На следующей неделе выяснилось, что контроль придется отложить еще на шестидневку, так как с выполнением плана на фабрике получился прорыв, органы арестовали главного инженера Дробниса, последователя и, кстати, однофамильца известного врага народа, теперь Иона Овсеич должен был сидеть на производстве день и ночь. Что касается переселения Ляли Орловой, то с этим тоже вышла небольшая загвоздка: Сталинский райсовет имел свою кандидатуру на жилплощадь покойного Киселиса и держался за комнату обеими руками.

— Надо было хорошо ударить кулаком по столу, — сказал Иона Овсеич, — тогда они поймут.

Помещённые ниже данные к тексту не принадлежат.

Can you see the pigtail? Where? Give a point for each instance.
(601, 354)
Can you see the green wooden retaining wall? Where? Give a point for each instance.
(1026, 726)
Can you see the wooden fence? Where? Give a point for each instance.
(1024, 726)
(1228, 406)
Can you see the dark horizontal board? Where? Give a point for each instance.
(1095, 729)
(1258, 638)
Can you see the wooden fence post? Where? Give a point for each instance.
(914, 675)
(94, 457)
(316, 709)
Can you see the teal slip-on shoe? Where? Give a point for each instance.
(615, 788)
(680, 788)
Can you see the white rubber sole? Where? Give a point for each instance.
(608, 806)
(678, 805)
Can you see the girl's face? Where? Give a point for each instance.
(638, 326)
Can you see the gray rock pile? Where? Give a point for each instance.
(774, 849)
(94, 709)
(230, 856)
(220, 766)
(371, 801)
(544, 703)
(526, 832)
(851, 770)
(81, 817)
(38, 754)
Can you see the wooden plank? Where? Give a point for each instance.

Клава Ивановна ответила, что она ударила, кулак у нее болит до сих пор, но без председателя райсовета тут не обойдется.

Дегтярь согласился: без предрика не обойдется, он позвонит ему прямо с фабрики. А Клава Ивановна, со своей стороны, должна пробиться к нему в кабинет и поставить в известность насчет поведения его жилотдела, который занимается произволом и допускает политическую близорукость.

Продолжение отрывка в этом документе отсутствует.